Isabella Potbury was born in 1890 in Epsom in Surrey, the daughter of Harriet Alice née Clapham (1862–1942) and Cambridge-educated schoolmaster John Albert Potbury (1859–1903).
She was first arrested on 25 November 1910 following which she appeared at Bow Street Magistrates' Court. She was in the dock there again on 24 November 1911 after a further arrest following which she was imprisoned.

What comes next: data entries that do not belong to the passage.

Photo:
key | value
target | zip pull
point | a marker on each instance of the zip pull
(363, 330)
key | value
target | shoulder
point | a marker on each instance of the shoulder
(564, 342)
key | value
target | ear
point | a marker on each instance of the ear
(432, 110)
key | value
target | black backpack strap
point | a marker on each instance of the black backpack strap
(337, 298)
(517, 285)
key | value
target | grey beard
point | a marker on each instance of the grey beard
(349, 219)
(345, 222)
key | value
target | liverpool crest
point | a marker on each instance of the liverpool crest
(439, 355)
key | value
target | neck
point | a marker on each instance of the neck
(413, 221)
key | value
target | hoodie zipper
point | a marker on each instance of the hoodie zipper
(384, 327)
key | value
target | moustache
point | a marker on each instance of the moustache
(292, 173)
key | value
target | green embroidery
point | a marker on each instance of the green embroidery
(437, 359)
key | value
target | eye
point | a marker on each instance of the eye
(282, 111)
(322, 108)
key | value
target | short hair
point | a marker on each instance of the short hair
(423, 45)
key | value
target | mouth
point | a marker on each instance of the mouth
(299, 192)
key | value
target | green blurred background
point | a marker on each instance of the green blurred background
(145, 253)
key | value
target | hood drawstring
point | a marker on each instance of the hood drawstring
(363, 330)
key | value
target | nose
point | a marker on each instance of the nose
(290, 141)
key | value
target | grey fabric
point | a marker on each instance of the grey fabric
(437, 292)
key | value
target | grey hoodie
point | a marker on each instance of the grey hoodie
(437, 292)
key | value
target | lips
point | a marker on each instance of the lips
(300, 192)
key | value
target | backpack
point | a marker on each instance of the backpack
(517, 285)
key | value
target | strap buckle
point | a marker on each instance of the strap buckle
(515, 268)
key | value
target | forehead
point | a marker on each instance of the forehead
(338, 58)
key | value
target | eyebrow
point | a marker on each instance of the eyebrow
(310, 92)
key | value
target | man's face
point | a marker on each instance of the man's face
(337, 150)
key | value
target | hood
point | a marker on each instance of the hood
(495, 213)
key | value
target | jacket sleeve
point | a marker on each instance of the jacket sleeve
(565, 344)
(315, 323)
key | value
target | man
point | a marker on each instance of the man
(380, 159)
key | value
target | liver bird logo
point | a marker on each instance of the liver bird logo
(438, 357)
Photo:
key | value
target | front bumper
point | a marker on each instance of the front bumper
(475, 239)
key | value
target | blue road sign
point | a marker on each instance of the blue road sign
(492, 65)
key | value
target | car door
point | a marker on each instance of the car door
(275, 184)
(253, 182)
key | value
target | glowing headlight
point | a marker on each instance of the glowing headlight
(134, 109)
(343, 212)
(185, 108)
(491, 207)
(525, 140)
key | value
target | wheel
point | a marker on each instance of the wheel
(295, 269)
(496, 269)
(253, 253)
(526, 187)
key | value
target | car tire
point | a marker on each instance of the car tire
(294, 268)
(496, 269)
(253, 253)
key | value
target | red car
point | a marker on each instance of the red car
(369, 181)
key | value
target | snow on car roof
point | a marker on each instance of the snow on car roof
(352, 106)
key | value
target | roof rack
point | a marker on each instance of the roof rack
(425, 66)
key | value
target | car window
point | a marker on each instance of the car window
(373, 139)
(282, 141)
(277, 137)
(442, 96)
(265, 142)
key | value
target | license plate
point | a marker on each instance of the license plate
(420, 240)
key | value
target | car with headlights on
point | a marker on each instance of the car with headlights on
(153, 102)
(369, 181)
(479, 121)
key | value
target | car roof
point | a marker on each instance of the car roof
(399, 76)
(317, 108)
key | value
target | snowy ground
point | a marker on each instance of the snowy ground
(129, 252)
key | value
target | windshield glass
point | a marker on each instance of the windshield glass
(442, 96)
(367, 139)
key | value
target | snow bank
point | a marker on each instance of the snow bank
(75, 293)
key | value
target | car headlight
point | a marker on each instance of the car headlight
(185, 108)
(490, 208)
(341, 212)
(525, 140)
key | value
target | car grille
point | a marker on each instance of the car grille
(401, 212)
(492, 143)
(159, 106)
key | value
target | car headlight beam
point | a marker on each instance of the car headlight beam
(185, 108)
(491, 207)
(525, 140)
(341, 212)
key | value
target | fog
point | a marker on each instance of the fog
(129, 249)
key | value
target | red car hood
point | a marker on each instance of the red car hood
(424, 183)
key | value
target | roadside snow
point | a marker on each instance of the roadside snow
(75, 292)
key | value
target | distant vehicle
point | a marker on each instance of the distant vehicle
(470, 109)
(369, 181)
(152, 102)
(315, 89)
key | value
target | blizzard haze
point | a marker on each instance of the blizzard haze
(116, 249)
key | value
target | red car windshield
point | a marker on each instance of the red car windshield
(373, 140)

Potbury was back in court at the London Sessions on 12 December 1911 and again appeared at Bow Street on 7 March 1912 after breaking ten windows with Olive Wharry and Mollie Ward at Messers Robinson and Cleaver on Regent Street in London valued at £195. A student aged 22, Potbury was sent for trial at the London Sessions on 19 March 1912, receiving a sentence of six months imprisonment in Holloway Prison where she was a co-signatory on The Suffragette Handkerchief in 1912. She was released early at the end of June 1912 after joining the hunger strike and being force-fed. Her final appearance at Bow Street was on 30 June 1914.
In 1929 she married the playwright and actor Charles Nicholas Spencer (1898–1958) at Chelsea in London. The couple lived at 113 Cheyne Walk in Chelsea.
Isabella Claude Spencer died in 1965 at Chelsea in London.